I stopped using it because the interface was wretched and it didn't need to be cutesy. Rsync found it's way back into the tool belt.

i wonder if support for DIY backup tools isn't prioritized when a future iCloud monthly subscription will be pushed eventually.

  • future iCloud monthly subscription?

    I've been paying for iCloud storage since I don't know when.

Other issues with Time Machine:

- Very slow, even on an M4.

- 3rd party devices are often unreliable. Not directly Apple's fault, but the lack of certification process hurts

- SMB extensions: In order for an SMB server to support Time Machine, it must support Apple's AAPL extensions to SMB (my understand of this my be a bit uncorrect)

- Network device connecting is separate from Time Machine device connecting. This causes an inconsistent UX.

- Not possible to browse a backup. You can only view file or folder's backup over time. In other words, you can scroll through time but you can't browse a single backup (point in time). This requires using 3rd party tools like BackupLoupe

  • You can't turn it on without an external drive attached, even though it saves local backups. It works if you mount a disk image and then point TM to it with the CLI.

On an unrelated note

If you know it's unrelated, why try to derail this discussion? Why not start another? What's the point?
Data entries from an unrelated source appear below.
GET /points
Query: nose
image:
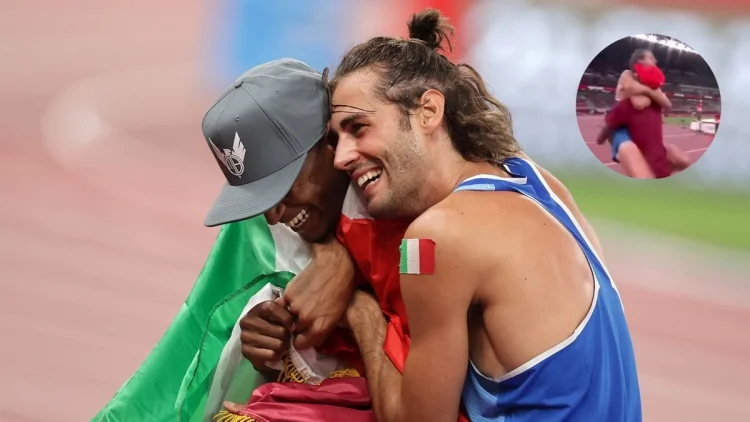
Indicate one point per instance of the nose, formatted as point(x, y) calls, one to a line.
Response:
point(273, 216)
point(346, 153)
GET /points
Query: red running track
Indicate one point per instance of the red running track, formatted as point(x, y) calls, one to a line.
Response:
point(104, 183)
point(694, 144)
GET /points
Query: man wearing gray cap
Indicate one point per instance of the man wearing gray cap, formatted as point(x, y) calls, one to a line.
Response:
point(264, 133)
point(268, 133)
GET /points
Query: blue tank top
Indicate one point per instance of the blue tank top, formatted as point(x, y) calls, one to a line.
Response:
point(590, 376)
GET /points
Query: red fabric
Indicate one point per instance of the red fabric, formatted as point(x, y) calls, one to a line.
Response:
point(374, 245)
point(651, 76)
point(645, 127)
point(337, 399)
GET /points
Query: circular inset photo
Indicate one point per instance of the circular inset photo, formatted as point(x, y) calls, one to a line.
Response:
point(648, 106)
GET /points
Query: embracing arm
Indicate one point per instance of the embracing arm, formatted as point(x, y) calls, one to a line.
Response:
point(632, 88)
point(437, 304)
point(320, 294)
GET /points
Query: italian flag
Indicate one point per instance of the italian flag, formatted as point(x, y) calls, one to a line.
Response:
point(197, 364)
point(417, 256)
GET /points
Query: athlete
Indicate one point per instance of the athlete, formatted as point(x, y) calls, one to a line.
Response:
point(624, 151)
point(519, 316)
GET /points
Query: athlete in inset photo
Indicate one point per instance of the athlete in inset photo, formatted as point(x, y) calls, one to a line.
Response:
point(511, 308)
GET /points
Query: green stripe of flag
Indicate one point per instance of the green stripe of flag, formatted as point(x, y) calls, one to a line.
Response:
point(173, 382)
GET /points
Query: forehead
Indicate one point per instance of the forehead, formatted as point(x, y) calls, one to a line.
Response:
point(353, 96)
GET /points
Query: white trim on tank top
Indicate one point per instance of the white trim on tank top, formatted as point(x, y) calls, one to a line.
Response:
point(582, 325)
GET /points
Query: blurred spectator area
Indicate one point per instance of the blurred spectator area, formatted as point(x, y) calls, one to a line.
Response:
point(690, 81)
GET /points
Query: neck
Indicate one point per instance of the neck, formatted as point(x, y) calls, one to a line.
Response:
point(449, 169)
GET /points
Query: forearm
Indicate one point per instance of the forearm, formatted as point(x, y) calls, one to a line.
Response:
point(383, 379)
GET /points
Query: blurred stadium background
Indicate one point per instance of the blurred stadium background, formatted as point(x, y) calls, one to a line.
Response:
point(106, 178)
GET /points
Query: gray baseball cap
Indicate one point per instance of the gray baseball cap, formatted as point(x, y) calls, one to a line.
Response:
point(260, 132)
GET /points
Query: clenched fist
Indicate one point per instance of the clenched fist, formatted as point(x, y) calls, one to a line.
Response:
point(266, 331)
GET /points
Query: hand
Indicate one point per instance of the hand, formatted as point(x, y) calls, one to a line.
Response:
point(266, 330)
point(320, 294)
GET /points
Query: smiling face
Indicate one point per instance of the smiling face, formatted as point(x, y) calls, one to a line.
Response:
point(378, 148)
point(313, 205)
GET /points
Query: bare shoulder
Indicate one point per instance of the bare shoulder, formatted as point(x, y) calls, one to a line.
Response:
point(452, 226)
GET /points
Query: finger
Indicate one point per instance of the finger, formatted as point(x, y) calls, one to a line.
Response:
point(259, 357)
point(264, 342)
point(263, 327)
point(312, 337)
point(280, 315)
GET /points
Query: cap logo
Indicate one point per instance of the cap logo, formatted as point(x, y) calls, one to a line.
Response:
point(233, 160)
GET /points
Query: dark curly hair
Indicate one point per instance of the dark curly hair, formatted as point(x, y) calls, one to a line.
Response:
point(479, 125)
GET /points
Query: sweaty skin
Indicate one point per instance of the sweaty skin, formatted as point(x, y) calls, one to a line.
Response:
point(508, 289)
point(503, 290)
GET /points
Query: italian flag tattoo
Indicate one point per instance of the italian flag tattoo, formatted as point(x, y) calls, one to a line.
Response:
point(417, 256)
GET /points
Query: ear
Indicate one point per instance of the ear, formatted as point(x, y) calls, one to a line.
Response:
point(432, 110)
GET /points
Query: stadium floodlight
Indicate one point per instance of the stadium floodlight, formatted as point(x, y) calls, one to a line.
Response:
point(666, 41)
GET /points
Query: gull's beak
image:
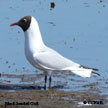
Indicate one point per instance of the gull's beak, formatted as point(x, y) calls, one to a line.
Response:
point(16, 23)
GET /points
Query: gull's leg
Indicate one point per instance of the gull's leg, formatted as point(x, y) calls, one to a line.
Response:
point(45, 81)
point(50, 82)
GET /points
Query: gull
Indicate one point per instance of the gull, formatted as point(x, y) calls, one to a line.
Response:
point(45, 58)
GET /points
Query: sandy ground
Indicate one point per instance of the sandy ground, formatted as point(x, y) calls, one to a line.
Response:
point(52, 98)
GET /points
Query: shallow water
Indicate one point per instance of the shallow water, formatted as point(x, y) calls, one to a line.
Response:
point(75, 28)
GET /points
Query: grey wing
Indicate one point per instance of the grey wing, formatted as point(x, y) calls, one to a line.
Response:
point(50, 59)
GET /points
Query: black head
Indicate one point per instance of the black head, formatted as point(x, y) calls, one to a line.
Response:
point(24, 23)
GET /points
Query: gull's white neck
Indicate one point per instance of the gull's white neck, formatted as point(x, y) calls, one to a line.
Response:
point(33, 39)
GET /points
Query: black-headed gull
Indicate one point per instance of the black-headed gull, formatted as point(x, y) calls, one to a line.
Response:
point(45, 58)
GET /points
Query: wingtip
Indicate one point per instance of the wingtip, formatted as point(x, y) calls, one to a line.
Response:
point(96, 74)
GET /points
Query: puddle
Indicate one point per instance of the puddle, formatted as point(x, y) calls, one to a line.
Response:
point(70, 27)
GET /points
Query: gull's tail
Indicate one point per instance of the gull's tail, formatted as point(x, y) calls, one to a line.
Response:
point(84, 71)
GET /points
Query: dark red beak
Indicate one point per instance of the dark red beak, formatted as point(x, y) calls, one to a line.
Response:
point(16, 23)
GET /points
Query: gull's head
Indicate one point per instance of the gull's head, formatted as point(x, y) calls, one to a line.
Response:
point(24, 23)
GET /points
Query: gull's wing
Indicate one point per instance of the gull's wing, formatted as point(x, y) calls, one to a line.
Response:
point(50, 59)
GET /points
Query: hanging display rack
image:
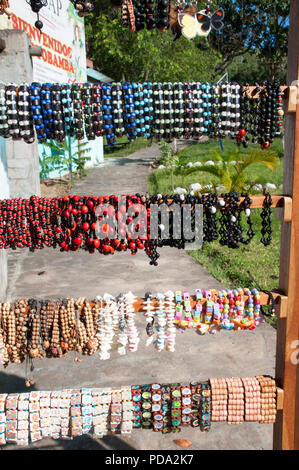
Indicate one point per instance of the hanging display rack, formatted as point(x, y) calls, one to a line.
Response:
point(161, 110)
point(166, 408)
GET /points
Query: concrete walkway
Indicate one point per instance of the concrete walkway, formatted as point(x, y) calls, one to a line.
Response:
point(51, 274)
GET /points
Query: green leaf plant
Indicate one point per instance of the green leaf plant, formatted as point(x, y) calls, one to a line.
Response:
point(233, 177)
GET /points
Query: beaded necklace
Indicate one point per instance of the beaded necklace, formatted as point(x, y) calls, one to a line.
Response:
point(26, 122)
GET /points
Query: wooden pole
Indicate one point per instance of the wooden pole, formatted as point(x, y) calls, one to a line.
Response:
point(286, 429)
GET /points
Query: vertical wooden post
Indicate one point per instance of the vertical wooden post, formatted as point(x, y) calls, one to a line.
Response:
point(286, 429)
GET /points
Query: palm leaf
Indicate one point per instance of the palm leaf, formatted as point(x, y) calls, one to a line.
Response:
point(268, 159)
point(211, 169)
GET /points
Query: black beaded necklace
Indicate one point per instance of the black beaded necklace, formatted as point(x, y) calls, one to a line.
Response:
point(266, 212)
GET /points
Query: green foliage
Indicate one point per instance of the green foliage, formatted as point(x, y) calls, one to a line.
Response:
point(259, 27)
point(249, 68)
point(234, 177)
point(159, 180)
point(147, 55)
point(169, 158)
point(63, 159)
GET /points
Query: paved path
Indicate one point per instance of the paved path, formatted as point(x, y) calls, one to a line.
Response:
point(81, 274)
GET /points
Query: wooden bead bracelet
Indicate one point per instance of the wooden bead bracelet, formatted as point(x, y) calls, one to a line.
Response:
point(29, 417)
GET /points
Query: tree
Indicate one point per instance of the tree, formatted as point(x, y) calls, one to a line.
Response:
point(147, 55)
point(256, 26)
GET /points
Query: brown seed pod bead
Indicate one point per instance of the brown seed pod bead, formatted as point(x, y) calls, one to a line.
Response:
point(33, 346)
point(219, 399)
point(21, 321)
point(268, 399)
point(235, 405)
point(92, 343)
point(5, 314)
point(64, 327)
point(43, 325)
point(55, 340)
point(4, 359)
point(72, 324)
point(252, 392)
point(49, 326)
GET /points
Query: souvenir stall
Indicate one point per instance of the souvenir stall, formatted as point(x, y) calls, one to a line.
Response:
point(106, 225)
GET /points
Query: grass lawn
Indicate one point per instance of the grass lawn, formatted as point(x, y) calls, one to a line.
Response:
point(225, 264)
point(133, 146)
point(160, 180)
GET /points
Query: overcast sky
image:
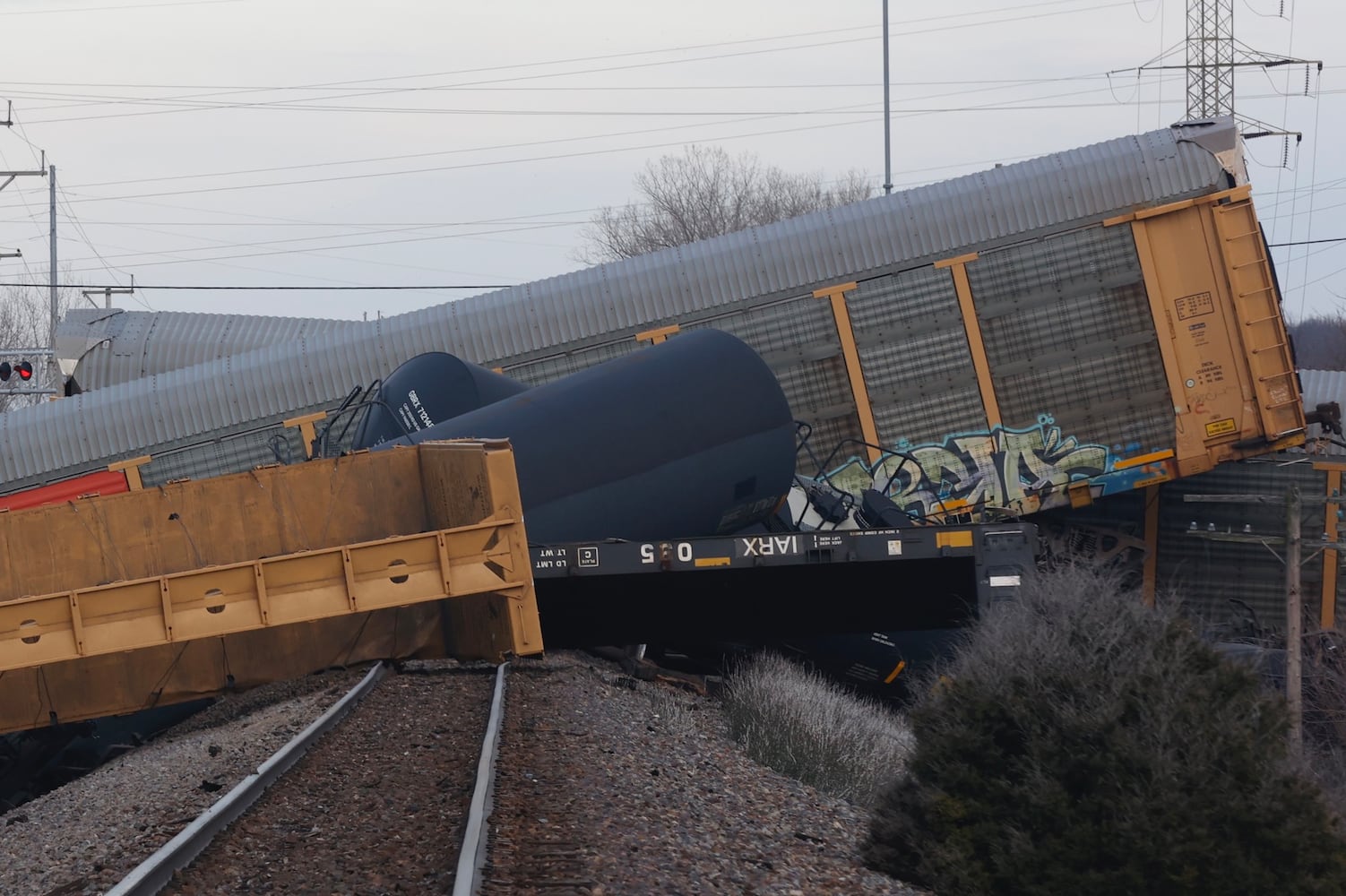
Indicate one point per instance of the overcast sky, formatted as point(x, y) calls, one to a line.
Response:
point(321, 142)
Could it be that you only posted this in an active thread so it would get the most eyeballs, instead of being judged on its own merits?

  • It’s more tangential than unrelated. It’s how conversation naturally flows, and this is a discussion board. No need to fire up a new post.

    On another tangential note: you’re insufferable. If you’re like this in the real world, I can’t imagine you’ve got many people wanting to hold a conversation for very long.

  • > Could it be that you only posted this in an active thread so it would get the most eyeballs

    How is this a criticism? Seems smart to me.